WAS EINE AUSFAHRT KOSTET
Zwanzig Jahre Fußball. Fünfmal die Woche.
Das war kein Training. Das war die Woche. Einheiten unter der Woche, am Wochenende das Spiel, dazwischen alles, was dazugehört. Ein Team, das auf dich zählt.
Dann kam der Triathlon, weil es logisch schien. Wer lange kann, kann noch länger.
Vier bis sechs Stunden auf dem Rad. Und ich sage das ohne jede Ironie: Ich habe es geliebt. Früh los, die ersten Stunden gehen von selbst, irgendwann denkst du nichts mehr. Es gibt wenig, das mir seither so gut getan hat.
Heute habe ich ein zweimal operiertes Knie und einen Rücken, der sich meldet, wenn ich zu lange sitze.
Zwei Sachen sind weg. Nur eine davon hat mir der Körper genommen.
Wandern ist die eine. Bergauf geht noch gut. Bergab meldet sich das Knie nach einer halben Stunde, und dann meldet es sich am nächsten Tag noch einmal. Das hat mir niemand weggenommen. Das ist einfach so, und es wird nicht besser.
Das Rad ist die andere, und da liegt die Sache völlig anders. Radfahren ist genau das, was einem nach zwei Knieoperationen empfohlen wird. Kein Aufprall, geführte Bewegung, das Gelenk mag es. Nach sechs Stunden tut mir der Rücken weh und der Hintern sowieso, aber das ist nicht der Grund. Ich könnte morgen wieder fahren.
Ich mache es nicht, weil die Ausfahrt zu lange dauert. Also fällt sie aus. Nicht einmal, sondern immer, weil immer irgendetwas ist.

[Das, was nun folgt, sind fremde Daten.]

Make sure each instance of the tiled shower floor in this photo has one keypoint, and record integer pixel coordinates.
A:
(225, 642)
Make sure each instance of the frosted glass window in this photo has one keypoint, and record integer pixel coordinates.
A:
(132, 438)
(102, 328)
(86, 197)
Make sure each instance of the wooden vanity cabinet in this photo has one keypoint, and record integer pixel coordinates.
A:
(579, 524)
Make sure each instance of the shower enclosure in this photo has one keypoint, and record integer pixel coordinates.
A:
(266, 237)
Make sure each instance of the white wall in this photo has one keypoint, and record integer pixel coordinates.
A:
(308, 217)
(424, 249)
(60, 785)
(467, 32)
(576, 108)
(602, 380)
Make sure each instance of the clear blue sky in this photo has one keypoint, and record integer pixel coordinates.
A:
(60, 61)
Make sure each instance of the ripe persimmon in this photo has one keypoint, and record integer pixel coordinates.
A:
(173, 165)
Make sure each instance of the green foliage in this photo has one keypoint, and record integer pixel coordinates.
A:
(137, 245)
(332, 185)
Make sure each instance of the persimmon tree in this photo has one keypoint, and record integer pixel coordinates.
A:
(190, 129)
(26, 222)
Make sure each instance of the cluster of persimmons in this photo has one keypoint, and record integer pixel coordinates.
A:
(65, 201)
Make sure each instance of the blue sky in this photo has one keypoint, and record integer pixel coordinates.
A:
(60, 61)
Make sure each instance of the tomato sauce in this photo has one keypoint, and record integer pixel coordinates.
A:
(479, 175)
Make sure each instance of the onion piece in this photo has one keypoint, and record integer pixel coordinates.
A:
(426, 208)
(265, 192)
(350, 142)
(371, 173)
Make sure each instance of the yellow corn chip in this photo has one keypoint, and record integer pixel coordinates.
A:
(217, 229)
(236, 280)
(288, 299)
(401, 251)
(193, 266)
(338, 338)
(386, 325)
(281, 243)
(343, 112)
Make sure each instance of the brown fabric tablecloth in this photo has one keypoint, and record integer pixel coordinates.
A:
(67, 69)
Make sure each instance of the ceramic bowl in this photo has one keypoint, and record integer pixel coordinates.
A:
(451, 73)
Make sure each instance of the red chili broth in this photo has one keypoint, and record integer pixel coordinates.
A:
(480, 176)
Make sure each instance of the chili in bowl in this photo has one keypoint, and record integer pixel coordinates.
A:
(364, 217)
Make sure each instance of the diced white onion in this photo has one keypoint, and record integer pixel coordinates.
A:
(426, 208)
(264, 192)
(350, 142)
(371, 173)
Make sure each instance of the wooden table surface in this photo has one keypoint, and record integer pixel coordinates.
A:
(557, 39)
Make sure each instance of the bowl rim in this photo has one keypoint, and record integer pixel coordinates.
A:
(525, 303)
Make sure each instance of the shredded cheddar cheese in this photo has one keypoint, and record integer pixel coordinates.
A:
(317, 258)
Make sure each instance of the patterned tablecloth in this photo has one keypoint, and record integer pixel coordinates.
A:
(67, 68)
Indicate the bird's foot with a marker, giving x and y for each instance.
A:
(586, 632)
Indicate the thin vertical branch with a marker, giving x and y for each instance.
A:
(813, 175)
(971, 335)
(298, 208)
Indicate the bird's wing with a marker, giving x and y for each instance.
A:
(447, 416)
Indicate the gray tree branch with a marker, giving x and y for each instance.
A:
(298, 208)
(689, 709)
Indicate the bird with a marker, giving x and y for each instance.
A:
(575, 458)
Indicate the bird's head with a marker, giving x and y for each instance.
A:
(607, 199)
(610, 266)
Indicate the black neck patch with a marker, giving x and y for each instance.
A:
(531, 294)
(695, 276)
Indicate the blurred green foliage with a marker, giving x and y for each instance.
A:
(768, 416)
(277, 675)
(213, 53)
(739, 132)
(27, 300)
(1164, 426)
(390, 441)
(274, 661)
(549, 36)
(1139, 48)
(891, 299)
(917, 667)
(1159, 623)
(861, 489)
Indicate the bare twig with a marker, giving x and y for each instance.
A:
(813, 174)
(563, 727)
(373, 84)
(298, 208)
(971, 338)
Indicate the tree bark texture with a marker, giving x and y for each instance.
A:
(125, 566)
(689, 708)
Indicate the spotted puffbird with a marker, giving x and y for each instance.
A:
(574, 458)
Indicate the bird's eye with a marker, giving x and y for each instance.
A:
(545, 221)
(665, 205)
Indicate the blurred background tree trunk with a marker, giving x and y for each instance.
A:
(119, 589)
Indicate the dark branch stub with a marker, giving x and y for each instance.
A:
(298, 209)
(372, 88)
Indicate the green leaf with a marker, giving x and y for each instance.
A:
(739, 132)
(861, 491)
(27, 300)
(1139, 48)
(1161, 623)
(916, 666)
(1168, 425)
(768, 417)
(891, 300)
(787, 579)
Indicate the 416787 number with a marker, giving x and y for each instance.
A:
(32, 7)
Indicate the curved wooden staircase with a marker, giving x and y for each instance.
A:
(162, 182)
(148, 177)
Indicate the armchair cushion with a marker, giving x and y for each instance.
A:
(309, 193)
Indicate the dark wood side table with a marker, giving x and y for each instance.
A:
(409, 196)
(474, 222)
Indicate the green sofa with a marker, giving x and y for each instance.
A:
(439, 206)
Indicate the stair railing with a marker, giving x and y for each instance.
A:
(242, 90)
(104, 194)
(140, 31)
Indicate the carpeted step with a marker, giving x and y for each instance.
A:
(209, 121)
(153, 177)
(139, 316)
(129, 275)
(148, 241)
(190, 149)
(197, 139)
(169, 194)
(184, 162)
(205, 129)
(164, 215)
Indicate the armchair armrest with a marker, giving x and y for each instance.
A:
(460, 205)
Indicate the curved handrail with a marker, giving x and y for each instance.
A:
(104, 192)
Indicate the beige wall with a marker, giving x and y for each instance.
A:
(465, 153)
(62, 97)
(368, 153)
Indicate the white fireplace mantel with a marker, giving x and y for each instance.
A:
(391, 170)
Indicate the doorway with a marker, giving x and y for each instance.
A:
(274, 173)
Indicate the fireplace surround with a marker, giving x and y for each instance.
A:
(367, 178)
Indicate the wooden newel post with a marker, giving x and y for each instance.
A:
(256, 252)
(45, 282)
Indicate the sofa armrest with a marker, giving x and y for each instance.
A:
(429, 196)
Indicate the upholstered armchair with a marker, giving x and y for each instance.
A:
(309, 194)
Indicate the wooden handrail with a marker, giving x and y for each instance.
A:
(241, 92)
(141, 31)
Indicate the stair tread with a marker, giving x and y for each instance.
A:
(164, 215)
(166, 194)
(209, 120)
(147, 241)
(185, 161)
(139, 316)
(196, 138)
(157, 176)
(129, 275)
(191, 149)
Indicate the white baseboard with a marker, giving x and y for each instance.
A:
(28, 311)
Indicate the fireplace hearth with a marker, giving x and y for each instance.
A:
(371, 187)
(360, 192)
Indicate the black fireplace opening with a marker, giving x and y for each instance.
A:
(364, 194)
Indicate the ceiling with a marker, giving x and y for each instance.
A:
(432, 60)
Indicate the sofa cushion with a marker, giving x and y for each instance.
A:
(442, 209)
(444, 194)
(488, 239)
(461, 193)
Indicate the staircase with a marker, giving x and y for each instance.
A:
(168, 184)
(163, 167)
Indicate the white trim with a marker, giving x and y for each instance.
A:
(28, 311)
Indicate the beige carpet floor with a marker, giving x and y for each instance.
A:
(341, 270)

Mit dreißig kostet eine Ausfahrt einen Vormittag. Mit über vierzig kostet sie den Vormittag und alles, was daran hängt.
Das Knie hat mir eine Grenze gesetzt. Die andere habe ich mir selbst gesetzt und nenne sie bis heute vernünftig.
Ich hatte meine Woche in Stunden geplant. Nicht in Wirkung. Neunzig Minuten waren ein guter Tag. Vierzig ein halber. Warum, hätte ich nicht sagen können. Die Dauer war das Maß, nicht das, was sie mit mir gemacht hat.
Wer nicht weiß, was am Ende dastehen soll, misst seinen Einsatz. Das ist die einzige Zahl, die man selbst kontrollieren kann.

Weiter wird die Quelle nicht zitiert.